Breaking the Lease in Ontario
In Ontario, a tenancy can only be established once the landlord and tenant have signed a rental contract or agreement. To end it, your tenant must meet certain rules as outlined by the Residential Tenancies Act.
In this article, you’ll learn all about how to break a lease in Ontario.
What are the Two Types of Tenancies a Tenant Can Sign in Ontario?
When looking to rent a home, Ontario tenants have two options: depending on their needs, they can either go for a fixed-term tenancy or a non-fixed one.
In a fixed-term tenancy, you and your tenant must agree on the duration of the agreement. The agreement must state the start and end date of the lease term.
Once both you and your tenant sign it, you’re both agreeing to abide by the terms for a specific duration of time.
For example, if the tenancy lasts a year, the tenant agrees to pay rent on time for the entire 12 months. On your part, you also agree to rent your property to the tenant for the full year.
The other type of tenancy is a non-fixed-term tenancy. This means there’s no set date for when the tenancy ends. This type can be a daily, weekly, or monthly tenancy.
Since there’s no end date, the tenancy can end in any of three ways:
- Both of you agree to end it;
- Your tenant notifies you of their intention to end the lease, or;
- The LTB issues an eviction order.
Ontario Lease Ending Notices
A tenant has two options when looking to end their lease in Ontario. The first option is to notify the landlord of their intention to end their tenancy.
Here, your tenant must inform you of the last day they plan on living in the unit. If the tenancy is fixed-term, then your tenant must give you notice of at least 60 days before moving out.
If the tenant fails to do so, the tenancy continues.

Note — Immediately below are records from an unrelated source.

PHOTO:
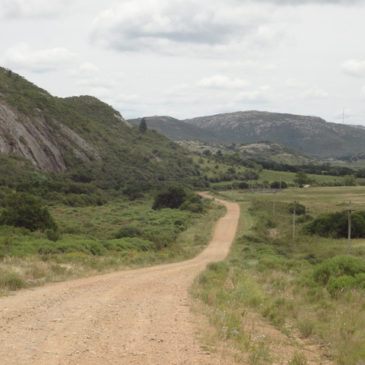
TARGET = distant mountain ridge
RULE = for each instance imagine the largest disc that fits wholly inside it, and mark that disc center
(310, 135)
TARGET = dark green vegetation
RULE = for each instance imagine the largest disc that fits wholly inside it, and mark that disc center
(117, 235)
(307, 287)
(310, 135)
(25, 210)
(336, 225)
(86, 140)
(176, 197)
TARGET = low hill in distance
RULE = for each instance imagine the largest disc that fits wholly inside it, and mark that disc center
(177, 130)
(312, 136)
(260, 151)
(84, 139)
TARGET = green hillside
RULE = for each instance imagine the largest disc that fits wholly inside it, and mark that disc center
(86, 140)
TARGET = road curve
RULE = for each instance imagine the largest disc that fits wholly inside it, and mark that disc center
(129, 317)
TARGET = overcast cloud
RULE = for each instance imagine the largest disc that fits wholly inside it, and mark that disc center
(189, 58)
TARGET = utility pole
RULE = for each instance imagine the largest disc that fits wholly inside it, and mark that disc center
(349, 230)
(294, 216)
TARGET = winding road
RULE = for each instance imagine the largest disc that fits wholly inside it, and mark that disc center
(129, 317)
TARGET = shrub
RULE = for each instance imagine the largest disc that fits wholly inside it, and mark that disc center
(278, 185)
(25, 210)
(128, 231)
(11, 281)
(172, 198)
(335, 225)
(338, 266)
(299, 208)
(337, 285)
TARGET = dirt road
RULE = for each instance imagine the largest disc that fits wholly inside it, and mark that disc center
(131, 317)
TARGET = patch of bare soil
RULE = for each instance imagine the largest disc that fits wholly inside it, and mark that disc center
(131, 317)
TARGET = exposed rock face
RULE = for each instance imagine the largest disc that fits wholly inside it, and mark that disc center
(39, 140)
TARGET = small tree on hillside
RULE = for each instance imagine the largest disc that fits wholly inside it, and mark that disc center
(143, 125)
(172, 198)
(25, 210)
(301, 178)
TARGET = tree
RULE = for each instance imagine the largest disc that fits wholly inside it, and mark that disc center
(349, 180)
(173, 198)
(25, 210)
(301, 178)
(143, 125)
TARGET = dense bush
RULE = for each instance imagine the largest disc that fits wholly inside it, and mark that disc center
(278, 185)
(335, 225)
(299, 208)
(172, 197)
(338, 266)
(175, 197)
(340, 273)
(25, 210)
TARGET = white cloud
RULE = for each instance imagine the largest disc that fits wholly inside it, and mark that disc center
(222, 82)
(308, 2)
(354, 67)
(34, 8)
(159, 25)
(315, 93)
(258, 95)
(23, 57)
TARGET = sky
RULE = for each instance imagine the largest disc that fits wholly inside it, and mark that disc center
(186, 58)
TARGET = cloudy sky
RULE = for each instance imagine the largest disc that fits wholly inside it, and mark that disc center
(187, 58)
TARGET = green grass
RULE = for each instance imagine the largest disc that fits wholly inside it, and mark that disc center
(274, 276)
(89, 242)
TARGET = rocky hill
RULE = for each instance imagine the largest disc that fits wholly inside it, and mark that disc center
(259, 151)
(84, 138)
(312, 136)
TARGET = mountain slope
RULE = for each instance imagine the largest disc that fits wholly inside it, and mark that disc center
(311, 135)
(84, 138)
(177, 130)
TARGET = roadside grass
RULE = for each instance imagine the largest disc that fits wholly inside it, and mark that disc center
(274, 276)
(94, 240)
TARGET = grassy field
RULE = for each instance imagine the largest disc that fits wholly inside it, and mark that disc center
(282, 281)
(119, 235)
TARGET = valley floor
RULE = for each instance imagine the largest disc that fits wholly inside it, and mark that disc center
(132, 317)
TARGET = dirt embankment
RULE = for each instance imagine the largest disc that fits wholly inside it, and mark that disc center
(131, 317)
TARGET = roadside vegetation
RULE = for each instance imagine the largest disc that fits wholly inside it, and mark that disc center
(306, 287)
(91, 239)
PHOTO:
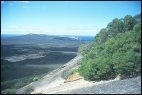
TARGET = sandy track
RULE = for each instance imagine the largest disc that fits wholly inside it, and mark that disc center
(52, 83)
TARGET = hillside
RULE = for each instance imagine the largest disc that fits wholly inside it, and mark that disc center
(116, 50)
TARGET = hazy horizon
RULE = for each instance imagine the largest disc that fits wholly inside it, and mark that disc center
(62, 17)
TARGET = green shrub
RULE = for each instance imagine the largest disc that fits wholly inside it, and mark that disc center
(116, 54)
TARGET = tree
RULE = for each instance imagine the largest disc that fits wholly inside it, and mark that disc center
(129, 23)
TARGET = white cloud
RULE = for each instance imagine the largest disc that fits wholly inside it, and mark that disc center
(67, 1)
(12, 26)
(24, 1)
(26, 7)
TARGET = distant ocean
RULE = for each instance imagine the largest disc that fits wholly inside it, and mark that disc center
(9, 35)
(86, 38)
(83, 38)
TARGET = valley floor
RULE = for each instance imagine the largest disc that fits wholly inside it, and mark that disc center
(54, 83)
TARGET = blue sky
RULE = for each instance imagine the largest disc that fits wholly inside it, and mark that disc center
(62, 17)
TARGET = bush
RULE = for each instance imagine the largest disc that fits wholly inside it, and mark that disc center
(119, 54)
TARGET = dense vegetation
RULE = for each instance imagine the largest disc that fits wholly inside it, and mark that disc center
(115, 50)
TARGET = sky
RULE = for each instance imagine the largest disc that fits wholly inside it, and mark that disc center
(62, 17)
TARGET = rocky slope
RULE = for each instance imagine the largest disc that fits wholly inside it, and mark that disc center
(53, 83)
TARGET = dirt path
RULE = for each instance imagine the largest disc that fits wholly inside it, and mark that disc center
(52, 79)
(52, 83)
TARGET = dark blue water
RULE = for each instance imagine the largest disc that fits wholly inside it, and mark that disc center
(83, 38)
(86, 38)
(9, 35)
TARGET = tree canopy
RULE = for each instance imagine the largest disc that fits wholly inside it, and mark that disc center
(115, 50)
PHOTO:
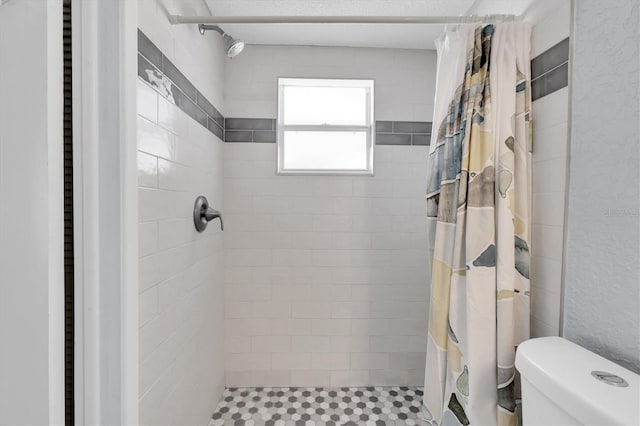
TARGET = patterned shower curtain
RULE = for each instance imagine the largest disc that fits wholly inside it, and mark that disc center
(478, 204)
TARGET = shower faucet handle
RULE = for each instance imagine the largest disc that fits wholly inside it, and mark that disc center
(203, 214)
(211, 214)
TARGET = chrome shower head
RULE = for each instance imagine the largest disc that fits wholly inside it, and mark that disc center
(232, 46)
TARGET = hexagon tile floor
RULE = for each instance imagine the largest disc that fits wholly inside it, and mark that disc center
(370, 406)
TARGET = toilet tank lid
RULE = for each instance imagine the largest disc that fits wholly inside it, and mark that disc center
(562, 370)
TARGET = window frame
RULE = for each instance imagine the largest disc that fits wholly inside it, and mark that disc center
(368, 127)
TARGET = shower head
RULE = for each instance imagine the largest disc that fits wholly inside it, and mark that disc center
(232, 46)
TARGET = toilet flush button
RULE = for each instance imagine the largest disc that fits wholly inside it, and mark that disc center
(610, 379)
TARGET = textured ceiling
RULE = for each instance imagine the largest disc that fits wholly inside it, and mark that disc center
(408, 36)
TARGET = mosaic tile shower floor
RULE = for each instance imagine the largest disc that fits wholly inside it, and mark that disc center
(370, 406)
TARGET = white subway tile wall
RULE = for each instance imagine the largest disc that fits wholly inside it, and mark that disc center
(550, 135)
(326, 279)
(181, 308)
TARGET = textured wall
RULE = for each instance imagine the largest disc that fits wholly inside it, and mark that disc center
(180, 282)
(602, 299)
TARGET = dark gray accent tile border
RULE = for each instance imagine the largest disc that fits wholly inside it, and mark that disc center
(153, 63)
(403, 132)
(256, 130)
(262, 130)
(250, 124)
(550, 59)
(552, 81)
(550, 70)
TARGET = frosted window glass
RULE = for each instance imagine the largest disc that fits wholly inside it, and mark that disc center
(325, 150)
(325, 105)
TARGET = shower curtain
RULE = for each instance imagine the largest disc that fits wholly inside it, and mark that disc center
(478, 207)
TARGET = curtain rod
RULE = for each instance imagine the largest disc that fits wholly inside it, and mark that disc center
(182, 19)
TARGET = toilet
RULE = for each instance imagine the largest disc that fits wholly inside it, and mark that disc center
(565, 384)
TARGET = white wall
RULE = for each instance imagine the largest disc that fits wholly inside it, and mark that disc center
(31, 214)
(602, 298)
(550, 138)
(326, 278)
(181, 293)
(404, 79)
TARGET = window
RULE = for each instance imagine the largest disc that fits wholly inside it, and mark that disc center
(325, 126)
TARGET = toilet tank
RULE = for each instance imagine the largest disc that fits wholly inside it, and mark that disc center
(558, 387)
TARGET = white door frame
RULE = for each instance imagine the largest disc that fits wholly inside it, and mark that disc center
(105, 211)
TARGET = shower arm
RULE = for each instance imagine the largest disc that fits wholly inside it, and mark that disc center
(206, 27)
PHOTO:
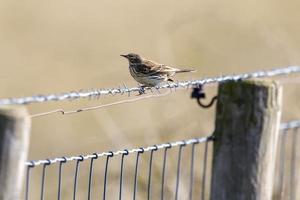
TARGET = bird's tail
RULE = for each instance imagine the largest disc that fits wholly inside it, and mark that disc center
(185, 70)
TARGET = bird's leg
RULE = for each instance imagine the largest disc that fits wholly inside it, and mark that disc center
(142, 89)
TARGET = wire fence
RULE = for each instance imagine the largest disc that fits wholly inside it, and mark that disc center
(121, 90)
(162, 150)
(160, 176)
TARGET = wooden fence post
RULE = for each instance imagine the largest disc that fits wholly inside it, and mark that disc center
(246, 133)
(14, 142)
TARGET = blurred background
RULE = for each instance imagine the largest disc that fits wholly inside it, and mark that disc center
(58, 46)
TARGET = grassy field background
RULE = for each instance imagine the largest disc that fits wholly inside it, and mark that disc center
(57, 46)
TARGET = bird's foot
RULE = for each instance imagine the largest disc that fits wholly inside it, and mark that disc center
(142, 90)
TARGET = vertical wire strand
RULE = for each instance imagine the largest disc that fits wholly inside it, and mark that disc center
(150, 173)
(76, 177)
(43, 179)
(59, 178)
(192, 172)
(204, 171)
(293, 173)
(163, 172)
(136, 172)
(121, 173)
(90, 176)
(178, 170)
(105, 174)
(282, 164)
(27, 182)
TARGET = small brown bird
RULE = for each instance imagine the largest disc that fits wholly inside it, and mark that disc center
(150, 73)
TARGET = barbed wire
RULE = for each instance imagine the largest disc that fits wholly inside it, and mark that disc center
(96, 93)
(125, 152)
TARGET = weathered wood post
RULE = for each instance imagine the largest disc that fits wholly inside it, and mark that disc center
(247, 129)
(14, 142)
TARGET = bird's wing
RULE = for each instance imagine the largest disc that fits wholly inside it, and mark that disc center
(153, 68)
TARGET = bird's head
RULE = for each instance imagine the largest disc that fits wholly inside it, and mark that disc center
(132, 58)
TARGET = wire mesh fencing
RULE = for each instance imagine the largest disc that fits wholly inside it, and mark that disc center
(178, 170)
(168, 171)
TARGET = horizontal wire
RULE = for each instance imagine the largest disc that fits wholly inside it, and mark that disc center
(96, 155)
(283, 126)
(124, 89)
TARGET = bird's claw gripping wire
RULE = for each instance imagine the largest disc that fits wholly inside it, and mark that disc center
(142, 90)
(199, 94)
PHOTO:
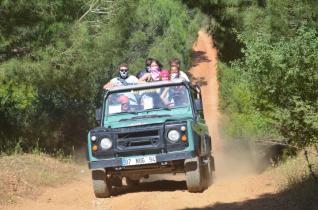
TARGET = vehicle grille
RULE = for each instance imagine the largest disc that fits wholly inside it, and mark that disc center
(138, 140)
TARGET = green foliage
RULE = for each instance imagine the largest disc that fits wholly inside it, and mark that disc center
(242, 121)
(56, 55)
(274, 74)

The same notice requirements apply for a monthly, non-fixed term. However, if your tenant pays rent weekly or daily, then they must notify you 28 days prior to moving out.
The other option a tenant has when looking to end a lease is to enter an agreement with you. If both of you agree, the tenancy will end on the day mentioned in the agreement.
When Breaking a Lease Agreement is Legally Justified in Ontario
Generally speaking, an Ontario tenant cannot end a tenancy agreement before the period ends. That being said, life happens, and your tenant may have no other option than to move out.
The following are the legally justified reasons to move out before the end date.
1. Both parties agree.
As the two parties in the tenancy, both you and your tenant can agree to end the tenancy at any point. The agreement should state the specific date the tenancy must end.
Although an oral agreement can suffice, a written agreement is always the best option to avoid problems.
Once the agreement is made, the tenant must move out by the date both of you agreed upon. Your tenant can only stay if you agree. Otherwise, you can apply to the Landlord Tenant Board to evict the tenant.
2. The agreement isn’t valid.
You cannot require a tenant to agree to end their tenancy as a condition for renting your property.
This rule, however, doesn’t apply in certain circumstances, such as to students living in university or college residencies.
3. The tenant assigns the tenancy to someone else.
Your tenant can also end their tenancy if you let them assign or sublet their tenancy to another person.
An assignment and a sublet are two different things. When a tenant sublets their unit, it means that they are only moving out temporarily and they plan on moving back before the tenancy ends.
The person that moves in is known as the subtenant. The subtenant continues with the same lease terms as the original tenant.
An assignee, on the other hand, completely takes over the agreement once they move in. And, just like a sublet, they continue living on the unit under the same terms and conditions. Your tenant must seek your permission for an assignment.
If you don’t let your tenant assign the rental unit, or you fail to reply to your tenant’s request to assign, your tenant can end the tenancy by serving you Form N9.
Be that as it may, as a landlord, you reserve the right to accept or reject an assignee. But even so, note that you cannot refuse an assignee either arbitrarily or unreasonably.
You are allowed to charge your tenant any reasonable costs incurred in approving an assignee (for example, costs of screening the tenant.)
4. The landlord fails to meet their obligations under the RTA.
Your tenant may also be legally justified to end their lease if you fail in your responsibilities as a landlord. According to the Ontario landlord-tenant laws, a landlord in Ontario has failed in their responsibilities if they:
- Fail to keep the rental property to habitability standards.
- Enter the rental unit unlawfully.
- Harass their tenant.
- Interfere with their tenant’s reasonable enjoyment of their rented unit.
- Withhold or fail to provide a vital service promised in the agreement.
- Change locks without providing their tenant with replacement keys.
- Unreasonably deny a tenant from subletting or assigning the rental unit.
5. Your tenant is a domestic violence victim.
Your tenant may also be able to end their lease early if they are a domestic violence victim. The tenant must provide you notice of at least 28 days before moving out.
Besides the notice, your tenant must also provide you a copy of a restraining order or a peace bond.
Disclaimer: This information is only intended to be informational. If you have specific questions or need expert help, kindly consider hiring a qualified attorney or an experienced property management company in Ontario.